His brother Nick Moss, also a Chicago-blues bandleader, fronts the Flip Tops, a group specializing in a traditional, standard sound based on ’50s electric blues without the more modern influences brother Joe tosses into the mix. In case you were wondering, the brothers in blues politely say that they respect each other’s music but do not intend to perform together.
In 1997, Joe Moss released his first solo record and staked his claim to a soulful, modern blues sound using traditional lyric subject matter, a strong rhythm section, multiple keyboards, and lots of blistering guitar work. Monster Love, Moss’ 2003 CD, continues in the same vein, both lyrically and musically. He takes a few detours into instrumental swing, light funk, and slight R&B but never strays far from those basic blues, using thoughtful arrangements and a consistent guitar sound to create a cohesive recording. Moss is now out on the road, playing blues festivals and hitting clubs throughout the Midwest and, of course, taking his show back to the world-renowned Chicago blues bars where he first learned his trade.
The Joe Moss Band is featured Monday, Sept. 4, at the Illinois Central Blues Club’s Blue Monday jam at the Alamo. The band plays at 8:30 p.m., and the open jam begins around 11. As always at Blue Monday, the cover is just one American dollar.
Music NotesTune in Monday night to WUIS (91.9 FM) for a good look at the life and work of songwriter/musician Bob Dylan. The two-part program begins at 7 p.m. with “The Emergence of Bob Dylan,” an overview of the bard’s career containing music, interviews, and personal commentary. The program continues at 9 p.m. with “Written in My Soul from Me to You,” an all-star tribute concert to Dylan’s 1975 album Blood on the Tracks. Thank your friends at Recycled Records and House of Music for sponsoring the independently produced program and your buddies at WUIS for locating and scheduling it.

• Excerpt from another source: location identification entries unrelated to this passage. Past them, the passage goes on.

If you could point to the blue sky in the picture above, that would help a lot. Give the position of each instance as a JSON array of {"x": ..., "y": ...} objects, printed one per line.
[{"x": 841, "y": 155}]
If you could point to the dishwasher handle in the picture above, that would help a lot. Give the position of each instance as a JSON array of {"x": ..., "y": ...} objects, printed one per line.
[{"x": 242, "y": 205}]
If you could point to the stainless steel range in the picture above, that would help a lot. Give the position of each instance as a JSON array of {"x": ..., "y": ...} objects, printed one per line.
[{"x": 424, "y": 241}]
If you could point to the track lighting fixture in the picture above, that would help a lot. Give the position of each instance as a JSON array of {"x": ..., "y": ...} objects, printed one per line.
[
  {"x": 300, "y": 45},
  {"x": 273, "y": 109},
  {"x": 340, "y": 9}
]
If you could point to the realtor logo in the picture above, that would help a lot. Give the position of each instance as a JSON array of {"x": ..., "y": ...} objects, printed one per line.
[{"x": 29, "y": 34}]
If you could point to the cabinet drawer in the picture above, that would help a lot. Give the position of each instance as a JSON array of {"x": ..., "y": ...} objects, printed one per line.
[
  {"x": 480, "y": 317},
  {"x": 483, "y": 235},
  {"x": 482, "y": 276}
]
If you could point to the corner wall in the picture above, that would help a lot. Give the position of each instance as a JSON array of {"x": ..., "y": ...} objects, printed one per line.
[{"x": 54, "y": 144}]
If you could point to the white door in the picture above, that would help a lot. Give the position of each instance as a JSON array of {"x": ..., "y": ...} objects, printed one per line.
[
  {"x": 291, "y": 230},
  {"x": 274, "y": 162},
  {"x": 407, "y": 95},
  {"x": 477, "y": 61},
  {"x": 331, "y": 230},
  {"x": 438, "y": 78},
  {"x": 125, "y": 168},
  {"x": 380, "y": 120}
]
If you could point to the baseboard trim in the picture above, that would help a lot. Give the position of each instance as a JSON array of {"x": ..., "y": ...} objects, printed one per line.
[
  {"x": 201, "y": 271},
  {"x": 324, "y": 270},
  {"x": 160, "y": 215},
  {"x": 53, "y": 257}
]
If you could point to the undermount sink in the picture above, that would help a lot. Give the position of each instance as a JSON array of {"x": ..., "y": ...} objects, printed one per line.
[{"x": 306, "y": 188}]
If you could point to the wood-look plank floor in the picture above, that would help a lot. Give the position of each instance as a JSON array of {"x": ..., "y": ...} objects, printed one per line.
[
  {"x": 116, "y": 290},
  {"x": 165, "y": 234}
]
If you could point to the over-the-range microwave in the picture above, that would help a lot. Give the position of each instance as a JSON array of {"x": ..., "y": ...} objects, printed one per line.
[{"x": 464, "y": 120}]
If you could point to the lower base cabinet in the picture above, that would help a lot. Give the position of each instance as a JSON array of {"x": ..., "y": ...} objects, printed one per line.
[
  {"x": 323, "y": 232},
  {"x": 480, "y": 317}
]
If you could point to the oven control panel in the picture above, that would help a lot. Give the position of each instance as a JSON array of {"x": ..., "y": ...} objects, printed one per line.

Hear the rumble and roar north of town, and you know the famed Springfield Mile is back. To us, that means extra live music in the bars on a Sunday night. It also means that the Ethnic Festival (Illinois State Fairgrounds, Ethnic Village) is on all weekend with even more live music. How the two events feed off each other’s crowds, coinciding without colliding, is a great mystery of Springfield lore. Maybe the secret lies within the music of the Groove Daddies. The local classic rockers are playing at the festival on Saturday night, then at the Forty-Niner Bye-Bye (518 Bruns Lane, 217-787-4937) on Sunday for a Springfield Mile afterparty. Guys, what’s going on here?
It’s official. The Disputes win the Hardest-Working Band in Springfield Award for Labor Day weekend 2005. Other bands play twice, but so do these guys — and then they come back for more. The popular hosts of Your MOM, the Monday open mic at Floyd’s Thirst Parlor (212 S. Fifth St., 217-522-2020), play Café Kanichi-Wa (1117 S. Grand Ave. E., 217-544-3500) on Friday night and the MC Tap (2901 Chatham Rd., 217-726-5633) on Saturday. Then they’re back on the job Monday for MOM duty. This week, MOM’s guest, by the way, is the talented and expressive singing guitarist Sarah Schneider.
Cheddar’s Casual Café (3151 Horizon Dr., 217-525-3820) continues to lead the way in local outdoor evening entertainment. Harry Nino and Oysters Rockefeller play on Thursday, Sept. 1, and the Dan Rivero Trio entertains on Tuesday, Sept. 6; yours truly, along with Bill Laymon and Raoul, shows up next Thursday, Sept. 8.